AI + Computing Tools for Design
By Knut M. Synstad
April 30, 2020
As a 2020 Latham fellow, Knut shared his emerging ideas on ID’s 2020 Latham theme, data and design, by giving a lecture and participating in a question-and-answer session (moderated by ID faculty member John Cain), as well as publishing the following freely available digital content.
Much of what designers do involves looking at how artifacts or features fit in and stand out. That is, designers are often concerned with similarity and difference—seeing them, understanding them, classifying them, and manipulating them. For example, a new icon must fit into a system and also be distinct from it.
A common step in developing products and identity systems is to collect examples from competitors and discuss them with clients. Today, software can speed up the process, while also enabling inclusion of much larger data sets.
The following example of software development by and for designers—beyond image editing—shows how changes in computing will continue to accelerate changes in design practice.
These changes have significant implications for design education and continuing education. For example, it seems clear that designers will need to become comfortable using statistical and computational methods to find patterns and to display relationships.
In this experiment, I leveraged AI techniques to algorithmically organize the logos of the Fortune 500 by visual similarity. A task that would be both difficult and time-consuming to do by hand, the computer does with ease. The result is a truly interactive visualization, where the parameters of underlying algorithms have been exposed—enabling viewers to interact with and manipulate the outcome.

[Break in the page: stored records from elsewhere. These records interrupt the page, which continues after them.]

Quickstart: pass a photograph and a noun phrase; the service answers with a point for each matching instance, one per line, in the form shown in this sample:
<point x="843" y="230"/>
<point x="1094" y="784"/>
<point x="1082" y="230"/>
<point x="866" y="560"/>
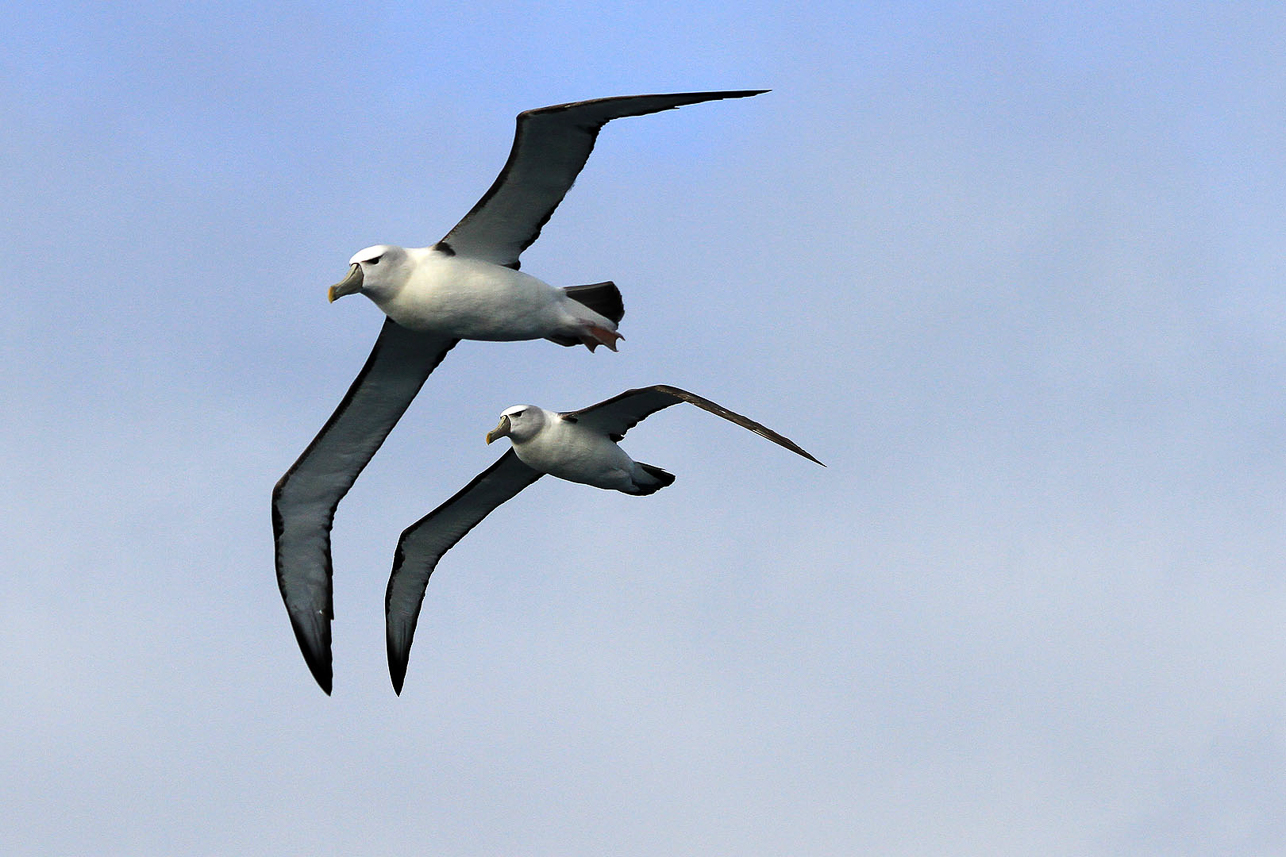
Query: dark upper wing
<point x="425" y="542"/>
<point x="305" y="498"/>
<point x="549" y="149"/>
<point x="620" y="413"/>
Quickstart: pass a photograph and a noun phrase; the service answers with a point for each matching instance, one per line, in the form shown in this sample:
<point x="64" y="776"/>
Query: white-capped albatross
<point x="464" y="287"/>
<point x="579" y="445"/>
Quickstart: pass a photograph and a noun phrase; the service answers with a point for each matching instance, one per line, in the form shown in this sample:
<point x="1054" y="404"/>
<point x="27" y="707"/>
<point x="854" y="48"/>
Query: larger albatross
<point x="464" y="287"/>
<point x="579" y="445"/>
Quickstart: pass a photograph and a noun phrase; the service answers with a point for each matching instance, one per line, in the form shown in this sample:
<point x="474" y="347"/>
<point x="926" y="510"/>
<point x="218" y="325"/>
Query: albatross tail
<point x="605" y="303"/>
<point x="603" y="299"/>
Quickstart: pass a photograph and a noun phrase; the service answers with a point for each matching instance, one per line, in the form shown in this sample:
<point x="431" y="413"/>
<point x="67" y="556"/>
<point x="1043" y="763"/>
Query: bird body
<point x="435" y="291"/>
<point x="578" y="445"/>
<point x="561" y="445"/>
<point x="467" y="286"/>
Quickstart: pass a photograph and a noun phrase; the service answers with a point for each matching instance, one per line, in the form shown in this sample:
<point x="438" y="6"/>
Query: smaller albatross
<point x="578" y="445"/>
<point x="467" y="286"/>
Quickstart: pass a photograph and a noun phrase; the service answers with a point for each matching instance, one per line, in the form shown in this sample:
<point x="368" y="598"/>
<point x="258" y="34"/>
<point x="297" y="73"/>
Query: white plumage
<point x="464" y="287"/>
<point x="578" y="445"/>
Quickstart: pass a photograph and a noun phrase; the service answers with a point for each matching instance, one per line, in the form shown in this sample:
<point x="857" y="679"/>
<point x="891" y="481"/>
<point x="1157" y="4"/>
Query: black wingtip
<point x="316" y="659"/>
<point x="396" y="671"/>
<point x="322" y="673"/>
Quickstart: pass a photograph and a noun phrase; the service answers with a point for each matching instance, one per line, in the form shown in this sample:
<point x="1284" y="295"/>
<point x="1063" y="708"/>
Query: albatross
<point x="578" y="445"/>
<point x="467" y="286"/>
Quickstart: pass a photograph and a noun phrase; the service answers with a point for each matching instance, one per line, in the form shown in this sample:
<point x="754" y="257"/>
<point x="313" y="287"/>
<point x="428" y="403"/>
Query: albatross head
<point x="374" y="272"/>
<point x="518" y="423"/>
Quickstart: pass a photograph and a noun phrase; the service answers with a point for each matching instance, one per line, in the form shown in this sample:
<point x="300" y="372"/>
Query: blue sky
<point x="1012" y="270"/>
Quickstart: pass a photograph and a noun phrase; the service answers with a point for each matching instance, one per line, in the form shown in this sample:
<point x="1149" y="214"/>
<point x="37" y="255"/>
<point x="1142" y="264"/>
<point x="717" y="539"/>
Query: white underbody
<point x="470" y="299"/>
<point x="567" y="451"/>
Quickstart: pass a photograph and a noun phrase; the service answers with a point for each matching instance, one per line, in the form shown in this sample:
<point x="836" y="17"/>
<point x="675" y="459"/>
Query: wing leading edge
<point x="425" y="542"/>
<point x="549" y="149"/>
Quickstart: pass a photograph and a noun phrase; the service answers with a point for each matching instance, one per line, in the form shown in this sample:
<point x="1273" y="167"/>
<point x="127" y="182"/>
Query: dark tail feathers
<point x="662" y="479"/>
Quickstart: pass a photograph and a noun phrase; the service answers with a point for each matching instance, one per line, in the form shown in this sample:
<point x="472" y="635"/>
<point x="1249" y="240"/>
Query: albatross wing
<point x="549" y="149"/>
<point x="617" y="414"/>
<point x="305" y="498"/>
<point x="425" y="542"/>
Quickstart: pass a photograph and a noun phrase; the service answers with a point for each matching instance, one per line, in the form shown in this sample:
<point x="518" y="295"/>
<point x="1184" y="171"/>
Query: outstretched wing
<point x="425" y="542"/>
<point x="617" y="414"/>
<point x="549" y="149"/>
<point x="305" y="498"/>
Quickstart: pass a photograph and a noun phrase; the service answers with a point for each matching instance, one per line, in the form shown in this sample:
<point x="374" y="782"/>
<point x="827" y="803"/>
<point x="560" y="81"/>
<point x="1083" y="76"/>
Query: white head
<point x="377" y="272"/>
<point x="518" y="423"/>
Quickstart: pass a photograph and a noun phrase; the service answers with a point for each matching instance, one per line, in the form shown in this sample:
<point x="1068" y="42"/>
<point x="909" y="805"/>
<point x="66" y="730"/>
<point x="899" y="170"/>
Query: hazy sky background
<point x="1015" y="272"/>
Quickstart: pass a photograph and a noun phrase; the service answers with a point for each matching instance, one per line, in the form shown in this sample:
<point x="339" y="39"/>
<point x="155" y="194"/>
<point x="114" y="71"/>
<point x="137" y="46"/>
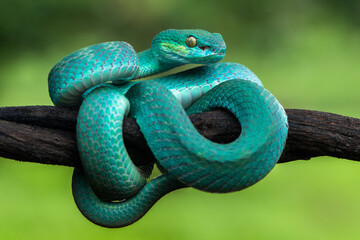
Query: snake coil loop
<point x="109" y="189"/>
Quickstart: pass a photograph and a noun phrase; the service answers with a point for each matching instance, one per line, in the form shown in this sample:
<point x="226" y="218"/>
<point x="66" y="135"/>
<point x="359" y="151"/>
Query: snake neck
<point x="150" y="65"/>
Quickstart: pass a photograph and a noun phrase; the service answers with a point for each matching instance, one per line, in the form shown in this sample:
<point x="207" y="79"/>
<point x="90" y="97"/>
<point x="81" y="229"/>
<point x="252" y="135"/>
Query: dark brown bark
<point x="45" y="134"/>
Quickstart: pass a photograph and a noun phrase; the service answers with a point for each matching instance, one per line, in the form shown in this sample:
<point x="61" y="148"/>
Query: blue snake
<point x="109" y="189"/>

In a nutshell, it’s about teaching the computer to see and process patterns.
The larger context
Our own ability to see and process patterns has been essential to our success and survival as a species. The evolution of neural networks in the outer layer of our brains has enabled us to process visual and auditory patterns, helping us separate prey from a predator, helpful from harmful, good from bad. In fact, these natural neural networks are so efficient that we’re trying to mimic them with software. However, as the networks grow, so does the time and cost of running them.
Late MIT professor Patrick Henry Winston called computing power “the most important enabler of deep learning [a type of layered neural network.]” Historically, both cost and access to high-performance computing limited their usefulness. But now, with the marginal cost of computing dropping to near zero, nearly everyone can access “affordable” on-demand computing.
Broadened access to high-performance computing has accelerated advancements in AI, but even the largest networks can’t match the size or complexity of the human brain—yet. That said, artificial neural networks are still able to outperform us on many tasks. To understand where to effectively apply them we must study our own cognitive limitations, so that we can develop solutions that persist where we fall short.
In his 1956 paper, “The Magical Number Seven, Plus or Minus Two: Some Limits on Our Capacity for Processing Information,” cognitive psychologist George A. Miller asserted that an average person can hold 7 ± 2 pieces of information in their working memory (both immediate memory and absolute judgment) at any given time. His assertion affects our daily life in more ways than you might realize. Ever wonder why US phone numbers and license plates are limited to 7 characters in length?
Our cognitive limitations make it difficult for us to process large amounts of information. To hold 7 Boolean values, a simple form of information, representing either a true or false statement, the computer needs 7 bits. Contrast this with the up to 32 gigabytes or 256,000,000,000 bits of memory on a 2020 MacBook Pro and the computer’s advantage is clear. Cloud-based systems may have orders of magnitude more memory.
My approach
This experiment takes advantage of computers’ superior working memory and processing speed. The visualization is the result of millions of calculations, and most are calculated live in your browser. Doing the calculations in real time enables us to expose the parameters of the underlying algorithms—so that we can interact with and manipulate what Herbert Simon might call ‘the space of logos.’
The visualization is the outcome of a series of data transformations:
- Data wrangling
- Feature detection
- Feature selection
- Distance matrix
- Dimensionality reduction
- Linear assignment
- Data visualization
1. Data wrangling
Creating a good dataset takes a lot of time and patience. In 2014, The New York Times estimated that up to 80 percent of a data scientist’s time is spent collecting and preparing data.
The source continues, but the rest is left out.